Building a Real-Time Data Pipeline

What "Real-Time" Actually Means

Real-time isn't a single thing. It's a spectrum of latency requirements:

Hard real-time: sub-millisecond. Trading systems, robotic control. Different architecture entirely.
Near real-time: seconds. Live dashboards, fraud detection, content moderation. This is what most "real-time data pipelines" mean.
Streaming batch: minutes. Less time-critical analytics that should be fresher than nightly batch.

This article focuses on near-real-time: events arrive at the pipeline, get processed, and become queryable within a few seconds.

The Four-Layer Architecture

Real-Time Pipeline Layers

1. Sources

App events / Database CDC / IoT

ingest

2. Buffer

Kafka / Kinesis / Pub/Sub

processed by

3. Stream Compute

Flink / Spark Streaming / Kafka Streams

written to

4. Sinks

Real-time Store

Analytics DB

Apps / Dashboards

Layer 1: Sources

Where events come from. Three main types:

Application events: your services emit them directly. "User signed up." "Order placed."
Database changes: CDC reads transaction logs and produces events.
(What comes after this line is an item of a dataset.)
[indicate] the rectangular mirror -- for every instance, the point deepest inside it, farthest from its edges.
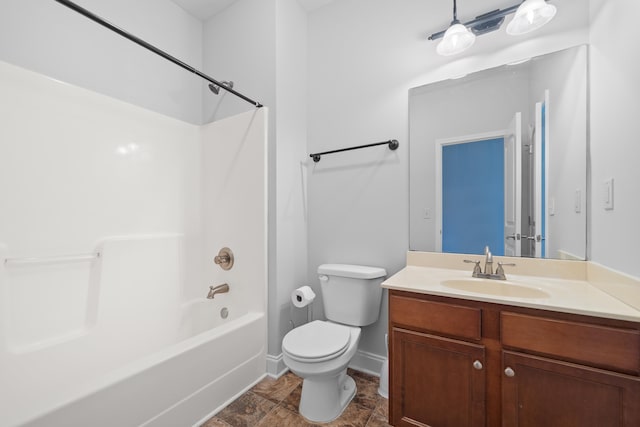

See the CDC article.
External feeds: partner APIs, IoT devices, webhooks.

The pattern: each source produces events as soon as they happen, fire-and-forget into the buffer. Source services don't worry about who's downstream.

Layer 2: Buffer

The decoupling layer. Almost always Kafka or a managed equivalent (AWS Kinesis, GCP Pub/Sub, Azure Event Hubs).

Why it matters:

Producers and consumers run at different rates. The buffer absorbs spikes.
Multiple consumers read independently from the same source.
Consumers can be added or removed without producer changes.
Replay is possible. Bad processing logic? Reset the consumer offset and reprocess.

Layer 3: Stream Compute

The brains. Where the actual transformation happens. Common operations:

Filtering: drop irrelevant events.
Enrichment: add data from external sources (geo lookup, user profile).
Aggregation: count events per window. "Page views per minute."
Pattern detection: "user did X then Y within 30 seconds." Fraud, funnels.
Joins: merge two streams (clicks + impressions) or a stream with a table (events + user data).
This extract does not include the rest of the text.